Keep Your Hands Off My Son's Harness

I'll get back to Greers Ferry stories tomorrow, but I just needed to share this morning's experience.

Saturday mornings, we usually go to the Farmer's Market here in town around 7:00 since Sam is up anyway. This morning, Sam slept until 7:30 (wonder of wonders), so we decided to eat breakfast before going.

Bad idea.

The Market was packed. There was no strolling through the aisle, you were carried along by the current. Nervous about losing Sam in such a crowded place, we asked him if he wanted to sling or wear his monkey. He opted for the monkey, so we slipped it on his back and he and I wandered the Market's perimeter while Joy picked out our produce.

Right off the bat, a grandmotherly lady stopped me to ask where I found Sam's harness. She related how grand it was using one for her children, and now that she had a new 10-month-old grandson, she wanted to get one for him. After I told her where and when we got Sam's, she walked away declaring she would go buy one today. Sam and I went about our business, listening to the musicians playing, talking to big dogs, sitting on the curb watching the world go by. Then a couple approached me and the husband bent over Sam and asked him: "Has your daddy taught you to lie down and roll over yet?"

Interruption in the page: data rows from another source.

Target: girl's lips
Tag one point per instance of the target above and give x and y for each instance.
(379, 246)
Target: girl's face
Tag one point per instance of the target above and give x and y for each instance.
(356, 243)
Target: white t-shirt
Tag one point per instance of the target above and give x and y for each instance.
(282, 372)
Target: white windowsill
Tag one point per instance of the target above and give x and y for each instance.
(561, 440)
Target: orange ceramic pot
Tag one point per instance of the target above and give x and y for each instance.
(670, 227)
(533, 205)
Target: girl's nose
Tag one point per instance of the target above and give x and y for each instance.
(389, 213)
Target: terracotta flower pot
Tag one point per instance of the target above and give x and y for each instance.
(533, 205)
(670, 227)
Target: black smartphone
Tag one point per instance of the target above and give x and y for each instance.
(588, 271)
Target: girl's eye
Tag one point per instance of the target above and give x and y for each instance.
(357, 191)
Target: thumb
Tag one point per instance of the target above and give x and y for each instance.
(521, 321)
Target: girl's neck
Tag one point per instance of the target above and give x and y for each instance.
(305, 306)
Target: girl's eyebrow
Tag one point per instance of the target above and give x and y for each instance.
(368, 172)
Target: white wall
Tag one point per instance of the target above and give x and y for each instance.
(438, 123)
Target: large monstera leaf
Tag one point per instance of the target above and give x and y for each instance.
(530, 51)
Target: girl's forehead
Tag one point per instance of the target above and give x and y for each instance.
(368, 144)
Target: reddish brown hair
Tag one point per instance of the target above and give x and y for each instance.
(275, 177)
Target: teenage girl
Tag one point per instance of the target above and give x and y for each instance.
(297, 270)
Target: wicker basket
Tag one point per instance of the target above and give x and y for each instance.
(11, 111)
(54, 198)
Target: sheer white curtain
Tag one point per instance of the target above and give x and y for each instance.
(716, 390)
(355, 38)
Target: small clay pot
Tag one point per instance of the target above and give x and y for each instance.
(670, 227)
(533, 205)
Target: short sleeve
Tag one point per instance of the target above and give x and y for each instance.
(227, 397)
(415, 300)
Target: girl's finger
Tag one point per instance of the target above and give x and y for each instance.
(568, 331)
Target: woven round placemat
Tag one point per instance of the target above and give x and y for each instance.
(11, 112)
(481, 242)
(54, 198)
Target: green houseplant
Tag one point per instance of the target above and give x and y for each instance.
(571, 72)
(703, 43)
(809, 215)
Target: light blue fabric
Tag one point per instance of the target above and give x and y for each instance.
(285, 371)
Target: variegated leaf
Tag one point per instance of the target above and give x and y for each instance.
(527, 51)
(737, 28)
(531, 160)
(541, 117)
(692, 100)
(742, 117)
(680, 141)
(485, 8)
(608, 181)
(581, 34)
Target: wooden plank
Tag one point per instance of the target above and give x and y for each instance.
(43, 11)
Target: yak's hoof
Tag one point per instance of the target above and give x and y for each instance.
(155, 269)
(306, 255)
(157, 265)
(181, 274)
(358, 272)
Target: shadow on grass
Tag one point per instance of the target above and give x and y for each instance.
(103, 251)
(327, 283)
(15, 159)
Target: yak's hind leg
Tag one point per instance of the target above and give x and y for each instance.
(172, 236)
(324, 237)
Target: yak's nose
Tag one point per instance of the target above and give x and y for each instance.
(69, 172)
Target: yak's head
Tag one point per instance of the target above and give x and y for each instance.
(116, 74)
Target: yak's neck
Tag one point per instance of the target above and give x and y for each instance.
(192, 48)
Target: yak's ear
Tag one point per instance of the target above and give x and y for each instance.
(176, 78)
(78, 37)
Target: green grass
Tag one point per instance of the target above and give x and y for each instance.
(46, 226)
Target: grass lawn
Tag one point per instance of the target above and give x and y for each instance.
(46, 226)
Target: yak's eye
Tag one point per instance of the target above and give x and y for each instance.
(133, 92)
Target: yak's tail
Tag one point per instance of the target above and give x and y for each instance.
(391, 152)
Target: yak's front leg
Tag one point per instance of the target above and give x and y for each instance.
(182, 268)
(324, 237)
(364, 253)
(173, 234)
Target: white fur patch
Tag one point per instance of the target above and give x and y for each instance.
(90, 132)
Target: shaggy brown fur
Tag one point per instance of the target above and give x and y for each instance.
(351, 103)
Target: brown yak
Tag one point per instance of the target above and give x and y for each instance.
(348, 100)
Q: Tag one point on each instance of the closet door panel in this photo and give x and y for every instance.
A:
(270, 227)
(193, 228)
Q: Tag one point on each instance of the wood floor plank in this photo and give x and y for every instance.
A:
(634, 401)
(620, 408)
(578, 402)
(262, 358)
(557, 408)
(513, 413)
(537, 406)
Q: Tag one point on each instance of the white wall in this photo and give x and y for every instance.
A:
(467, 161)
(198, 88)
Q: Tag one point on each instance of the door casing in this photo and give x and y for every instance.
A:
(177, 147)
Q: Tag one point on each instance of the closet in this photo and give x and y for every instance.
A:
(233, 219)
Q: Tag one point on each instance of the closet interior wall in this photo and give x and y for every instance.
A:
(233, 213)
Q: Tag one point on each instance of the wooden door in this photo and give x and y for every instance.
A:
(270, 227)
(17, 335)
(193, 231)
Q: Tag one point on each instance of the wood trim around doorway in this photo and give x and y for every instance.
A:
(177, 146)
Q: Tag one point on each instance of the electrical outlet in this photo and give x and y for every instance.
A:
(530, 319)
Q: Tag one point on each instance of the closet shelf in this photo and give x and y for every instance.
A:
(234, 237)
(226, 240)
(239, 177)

Waves of fury, no, tsunamis of fury rose up to my mouth and began to pour forth with retorts like "If you have something to say about my parenting, have the nerve to say it to my face and not to my son," and "If you'd like to be responsible when my son is abducted, I'll be happy to take his harness off." But before anything could come out, his wife began talking about how great harnesses were and how her noisy neighbor was always complaining about them but had forgotten what it was like to parent and blah blah blah.

I walked away.

Now, I've mentioned how Joy and I used to scoff at harnesses, but never in my wildest dreams would I have let such a comment come out of my mouth in public or private. Memo to the nice lady at the Market this morning: your husband needs a leash for his mouth.

5 comments:

katre said...

Wow, that is so insanely rude. My son, Zameen, also has a monkey harness (we got it after reading about Sam's!), and a few people have asked where it came from, but no one has ever been that rude to us about it.

I probably wouldn't have been able to restrain the urge to say something to the loudmouth, though.

laura gayle said...

That fella doesn't need a harness. Just a muzzle.

Years ago I wondered why people would put harnessed on their toddlers, but I do now. All you have to do is read the news.

I'm just sorry Sam didn't say, "no, Daddy wouldn't teach me that. But maybe you need to learn how to sit, stay, and heel."

Jaime Olson said...

Ewwwww!!! (shaking fist) These sorts of comments get me in trouble because I have a very hard time not saying something right back! You did well, Andrew. And you posted about it without being mean. Very nicely done.

Anonymous said...

I'm impressed you held your tongue. Like Jaime, I don't know if I could have stayed quiet.

Andrew said...

I probably would have said something if the man's wife hadn't been there talking over his rude comment. I decided that they really weren't worth my time that day. Another day? Who knows.